On Sat, Jan 15, 2011 at 4:20 PM, G Hahn <gh...@cantab.net> wrote:
> Hi,
>
> the sage reference on
> http://www.sagemath.org/doc/reference/sage/schemes/elliptic_curves/constructor.html
> reads that the EllipticCurve constructor can either be used with N
> prime (>> EllipticCurve(GF(N), [a, b])) or with N composite (>>
> EllipticCurve(Zmod(N),[a,b])), where [a,b] are the curve parameters in
> simplified Weierstrass form. However, computing the cardinality only
> works when N is prime (in both cases: GF and Zmod).
> Hence Zmod/GF/EllipticCurve must be doing an is_prime or at least
> is_pseudoprime check. For ECM (Lenstra's Elliptic Curve Method) and
> particularly Goldwasser-Kilian/ECPP (elliptic curve primality
> proving), it would be useful to do computations on an elliptic curve
> and just pretend that N was prime. As the whole purpose of ECPP is to
> prove primality, an is_prime() call within ECPP would be useless.
>
> Is there a way to use EllipticCurve() for composite N and to call
> cardinality() without calling is_prime() ?

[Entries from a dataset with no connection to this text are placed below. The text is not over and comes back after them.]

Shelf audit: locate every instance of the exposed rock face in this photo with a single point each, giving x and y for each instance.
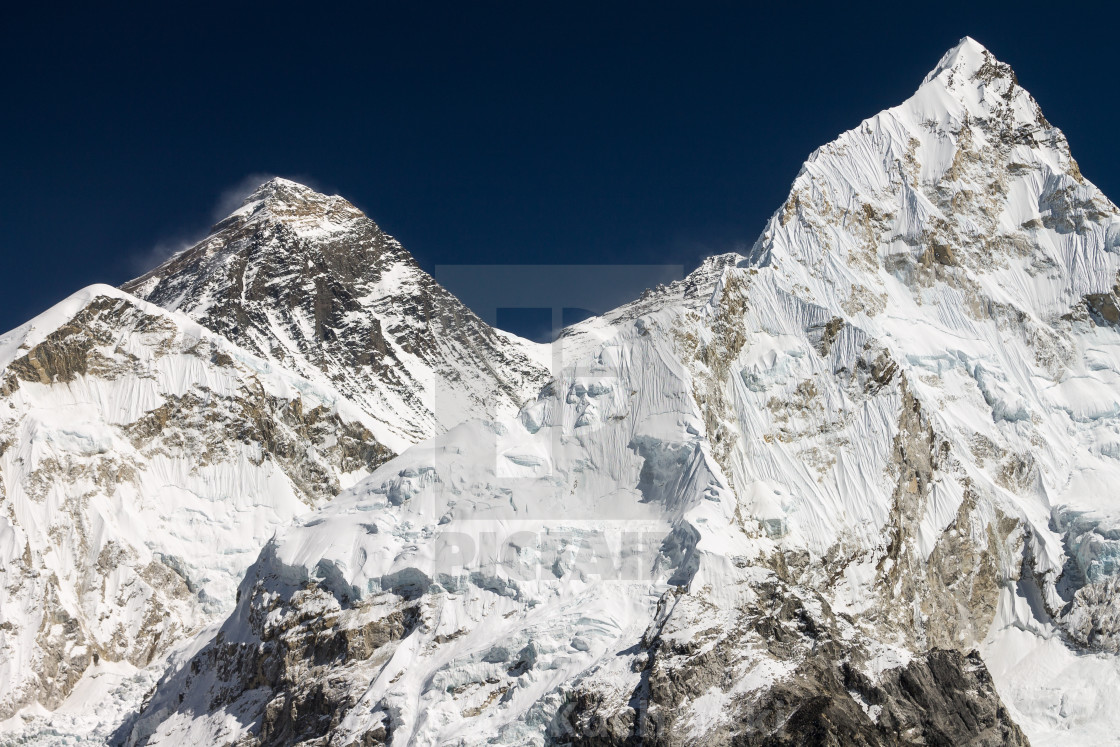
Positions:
(845, 450)
(855, 487)
(309, 282)
(145, 460)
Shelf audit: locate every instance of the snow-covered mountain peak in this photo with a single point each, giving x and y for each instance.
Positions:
(966, 58)
(296, 205)
(309, 282)
(969, 83)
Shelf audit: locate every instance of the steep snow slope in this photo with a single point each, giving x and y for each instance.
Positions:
(786, 496)
(307, 281)
(143, 463)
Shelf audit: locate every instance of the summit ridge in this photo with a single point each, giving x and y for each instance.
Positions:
(856, 486)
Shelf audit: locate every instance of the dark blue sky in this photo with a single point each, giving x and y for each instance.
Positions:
(475, 132)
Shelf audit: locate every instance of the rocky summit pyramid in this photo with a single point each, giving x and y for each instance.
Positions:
(858, 486)
(310, 283)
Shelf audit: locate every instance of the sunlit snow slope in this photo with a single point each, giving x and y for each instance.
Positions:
(143, 463)
(309, 282)
(857, 486)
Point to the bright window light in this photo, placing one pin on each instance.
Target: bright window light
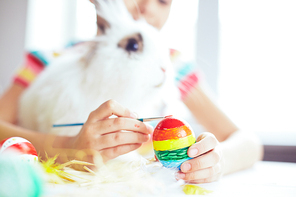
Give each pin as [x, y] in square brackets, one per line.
[257, 83]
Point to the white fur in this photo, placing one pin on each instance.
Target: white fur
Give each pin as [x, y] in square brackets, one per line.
[69, 89]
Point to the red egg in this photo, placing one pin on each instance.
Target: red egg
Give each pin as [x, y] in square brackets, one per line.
[20, 147]
[171, 139]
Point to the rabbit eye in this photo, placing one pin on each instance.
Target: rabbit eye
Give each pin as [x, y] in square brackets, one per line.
[132, 45]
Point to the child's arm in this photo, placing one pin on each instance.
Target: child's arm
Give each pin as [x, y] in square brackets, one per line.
[98, 135]
[237, 150]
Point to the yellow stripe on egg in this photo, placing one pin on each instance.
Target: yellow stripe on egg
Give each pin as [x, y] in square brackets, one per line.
[174, 144]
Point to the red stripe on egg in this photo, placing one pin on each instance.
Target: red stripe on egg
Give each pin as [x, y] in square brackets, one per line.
[22, 148]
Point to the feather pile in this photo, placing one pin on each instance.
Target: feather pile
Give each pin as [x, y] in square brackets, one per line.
[140, 177]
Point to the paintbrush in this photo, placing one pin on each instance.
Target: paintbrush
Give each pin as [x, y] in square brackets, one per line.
[80, 124]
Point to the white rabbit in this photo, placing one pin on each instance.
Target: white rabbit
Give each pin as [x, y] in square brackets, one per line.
[128, 63]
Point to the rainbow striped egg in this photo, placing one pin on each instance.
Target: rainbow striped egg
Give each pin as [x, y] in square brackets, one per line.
[171, 140]
[20, 147]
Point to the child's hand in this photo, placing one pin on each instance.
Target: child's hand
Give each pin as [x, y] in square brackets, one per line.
[103, 134]
[207, 164]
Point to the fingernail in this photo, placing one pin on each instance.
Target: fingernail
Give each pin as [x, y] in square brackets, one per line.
[180, 176]
[149, 128]
[186, 167]
[192, 152]
[134, 115]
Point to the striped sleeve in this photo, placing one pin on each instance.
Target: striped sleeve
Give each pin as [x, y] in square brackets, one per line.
[187, 75]
[34, 63]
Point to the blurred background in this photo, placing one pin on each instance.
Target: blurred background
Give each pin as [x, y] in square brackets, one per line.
[246, 50]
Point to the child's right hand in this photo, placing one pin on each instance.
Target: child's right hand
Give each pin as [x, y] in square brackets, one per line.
[104, 135]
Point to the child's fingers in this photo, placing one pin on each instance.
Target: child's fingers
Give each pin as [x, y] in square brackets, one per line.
[201, 174]
[107, 109]
[120, 138]
[205, 143]
[114, 152]
[204, 161]
[116, 124]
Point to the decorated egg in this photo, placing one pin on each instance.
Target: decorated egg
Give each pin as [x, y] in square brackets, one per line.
[171, 140]
[20, 147]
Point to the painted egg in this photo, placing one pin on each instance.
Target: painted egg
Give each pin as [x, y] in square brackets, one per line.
[20, 147]
[171, 140]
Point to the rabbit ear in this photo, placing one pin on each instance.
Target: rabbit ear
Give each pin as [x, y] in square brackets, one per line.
[102, 24]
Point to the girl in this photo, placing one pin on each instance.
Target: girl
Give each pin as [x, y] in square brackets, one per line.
[221, 150]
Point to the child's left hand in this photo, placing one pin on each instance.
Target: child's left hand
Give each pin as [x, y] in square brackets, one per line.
[207, 165]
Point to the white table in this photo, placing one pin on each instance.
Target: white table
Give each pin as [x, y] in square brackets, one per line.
[264, 179]
[276, 179]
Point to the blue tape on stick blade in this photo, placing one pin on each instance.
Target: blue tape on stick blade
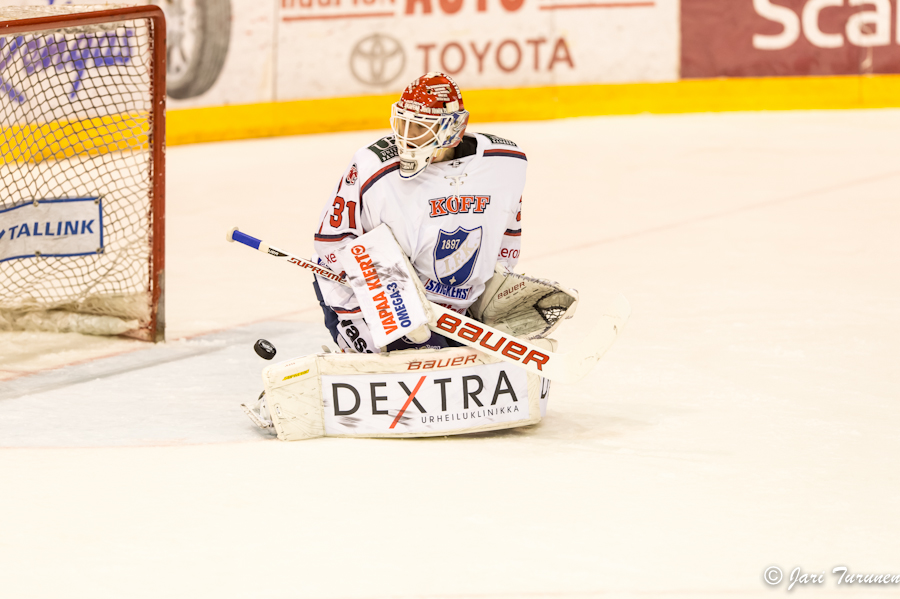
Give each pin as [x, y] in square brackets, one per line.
[246, 239]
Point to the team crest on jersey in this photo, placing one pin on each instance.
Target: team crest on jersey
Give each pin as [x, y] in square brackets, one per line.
[385, 148]
[352, 176]
[455, 255]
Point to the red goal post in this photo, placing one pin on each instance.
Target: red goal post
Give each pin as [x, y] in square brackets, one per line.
[82, 169]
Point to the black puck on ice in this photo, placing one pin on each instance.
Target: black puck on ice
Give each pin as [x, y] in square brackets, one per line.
[264, 349]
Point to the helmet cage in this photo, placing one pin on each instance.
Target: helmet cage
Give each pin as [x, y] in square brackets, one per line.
[433, 133]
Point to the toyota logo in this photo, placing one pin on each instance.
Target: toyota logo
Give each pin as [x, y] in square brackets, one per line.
[377, 59]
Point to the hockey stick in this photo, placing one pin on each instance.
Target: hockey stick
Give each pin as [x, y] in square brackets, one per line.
[566, 368]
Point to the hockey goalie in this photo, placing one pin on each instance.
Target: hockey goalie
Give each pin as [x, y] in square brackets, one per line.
[414, 271]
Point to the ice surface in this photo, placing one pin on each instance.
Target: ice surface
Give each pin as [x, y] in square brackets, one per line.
[747, 417]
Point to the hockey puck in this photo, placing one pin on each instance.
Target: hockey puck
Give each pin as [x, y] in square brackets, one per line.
[264, 349]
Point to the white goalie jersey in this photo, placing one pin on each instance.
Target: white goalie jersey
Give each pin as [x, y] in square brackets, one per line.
[456, 221]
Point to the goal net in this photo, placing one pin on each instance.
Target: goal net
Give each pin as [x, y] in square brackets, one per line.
[82, 133]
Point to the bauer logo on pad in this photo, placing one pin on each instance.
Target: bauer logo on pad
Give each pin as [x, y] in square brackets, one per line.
[57, 227]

> Alternatively, is there a way to call EllipticCurve() with a
> pseudoprimality test only ? (calling is_pseudoprime() would be
> acceptable as pseudoprimality tests only require polynomial time).
> For N composite, the cardinality/Schoof-Elkies-Atkin algorithm should
> crash or return a curve order which doesn't lie within the Hasse
> interval (and thus proves compositeness).

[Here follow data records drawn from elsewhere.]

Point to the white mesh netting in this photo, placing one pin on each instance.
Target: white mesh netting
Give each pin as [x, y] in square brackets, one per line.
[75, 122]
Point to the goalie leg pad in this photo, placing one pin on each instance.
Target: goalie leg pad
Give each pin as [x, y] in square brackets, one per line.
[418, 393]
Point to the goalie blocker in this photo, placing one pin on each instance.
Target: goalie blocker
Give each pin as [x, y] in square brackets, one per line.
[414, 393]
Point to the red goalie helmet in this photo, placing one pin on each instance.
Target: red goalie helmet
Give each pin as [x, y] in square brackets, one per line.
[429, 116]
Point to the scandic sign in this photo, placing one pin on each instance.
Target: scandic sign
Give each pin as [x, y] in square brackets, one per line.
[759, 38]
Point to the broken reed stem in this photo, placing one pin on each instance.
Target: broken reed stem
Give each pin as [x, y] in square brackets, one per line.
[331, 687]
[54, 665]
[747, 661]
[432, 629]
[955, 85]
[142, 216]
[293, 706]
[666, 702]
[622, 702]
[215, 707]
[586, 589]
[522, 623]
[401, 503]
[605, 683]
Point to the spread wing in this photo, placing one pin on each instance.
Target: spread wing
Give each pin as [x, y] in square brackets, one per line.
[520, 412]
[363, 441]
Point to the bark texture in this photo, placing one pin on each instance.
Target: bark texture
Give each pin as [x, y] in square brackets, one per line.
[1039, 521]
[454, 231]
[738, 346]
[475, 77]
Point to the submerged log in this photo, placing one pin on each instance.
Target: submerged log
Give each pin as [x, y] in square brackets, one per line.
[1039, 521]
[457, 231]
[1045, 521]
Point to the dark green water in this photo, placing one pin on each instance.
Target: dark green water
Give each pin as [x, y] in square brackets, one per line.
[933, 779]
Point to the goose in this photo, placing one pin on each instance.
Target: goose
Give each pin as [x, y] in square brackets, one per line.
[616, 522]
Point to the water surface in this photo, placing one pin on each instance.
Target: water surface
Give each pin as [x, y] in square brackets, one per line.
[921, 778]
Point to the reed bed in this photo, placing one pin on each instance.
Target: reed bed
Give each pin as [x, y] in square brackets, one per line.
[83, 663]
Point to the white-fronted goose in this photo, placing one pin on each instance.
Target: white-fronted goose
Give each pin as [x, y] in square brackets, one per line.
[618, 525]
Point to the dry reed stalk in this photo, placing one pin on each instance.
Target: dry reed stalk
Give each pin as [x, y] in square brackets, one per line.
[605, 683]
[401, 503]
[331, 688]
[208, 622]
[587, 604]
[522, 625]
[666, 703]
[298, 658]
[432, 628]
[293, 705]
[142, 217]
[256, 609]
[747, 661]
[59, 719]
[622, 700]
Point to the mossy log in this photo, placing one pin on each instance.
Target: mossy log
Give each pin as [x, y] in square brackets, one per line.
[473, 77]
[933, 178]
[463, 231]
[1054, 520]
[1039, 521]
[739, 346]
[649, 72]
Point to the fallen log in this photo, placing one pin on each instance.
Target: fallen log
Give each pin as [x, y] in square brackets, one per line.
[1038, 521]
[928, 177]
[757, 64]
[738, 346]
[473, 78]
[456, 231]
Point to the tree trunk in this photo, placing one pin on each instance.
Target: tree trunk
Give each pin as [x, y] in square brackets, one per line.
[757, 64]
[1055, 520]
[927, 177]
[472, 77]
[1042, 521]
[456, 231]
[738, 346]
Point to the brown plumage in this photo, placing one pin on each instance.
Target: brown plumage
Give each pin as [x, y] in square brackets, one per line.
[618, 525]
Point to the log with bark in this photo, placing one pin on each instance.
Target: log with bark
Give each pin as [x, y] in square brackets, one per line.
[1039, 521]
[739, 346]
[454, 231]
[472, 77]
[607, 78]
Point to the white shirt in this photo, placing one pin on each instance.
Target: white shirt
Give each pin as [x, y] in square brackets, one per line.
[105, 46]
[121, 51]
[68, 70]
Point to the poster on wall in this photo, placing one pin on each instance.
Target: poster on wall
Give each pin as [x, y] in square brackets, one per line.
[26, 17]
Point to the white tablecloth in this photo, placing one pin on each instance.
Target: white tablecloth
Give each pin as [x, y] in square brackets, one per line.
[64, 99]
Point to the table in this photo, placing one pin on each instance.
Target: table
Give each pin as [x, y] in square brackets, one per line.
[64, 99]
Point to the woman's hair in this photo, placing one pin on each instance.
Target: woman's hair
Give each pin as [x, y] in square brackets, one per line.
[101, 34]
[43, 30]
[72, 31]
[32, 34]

Yes, GF does a primality check, as does the elliptic curve constructor
(indirectly, it calls is_field to determine the type of curve to
make). The ability to create a finite "field" object over something
known not to be prime would be a useful feature. One difficulty is
that if the assumption is that the order is prime, then there may be
algorithms which leverage this fact (and instead of crashing just
return invalid results if the field is not actually a field). In terms
of using EllipticCurve with composite N, one can (try to) do
arithmatic with the points and many other computations (this is what
you want, right?), but many of the cardinality algorithms won't work
(this is essentially the basic idea of ECM). I'm not so sure about SEA
failing detectably for composite N, especially an optimized version.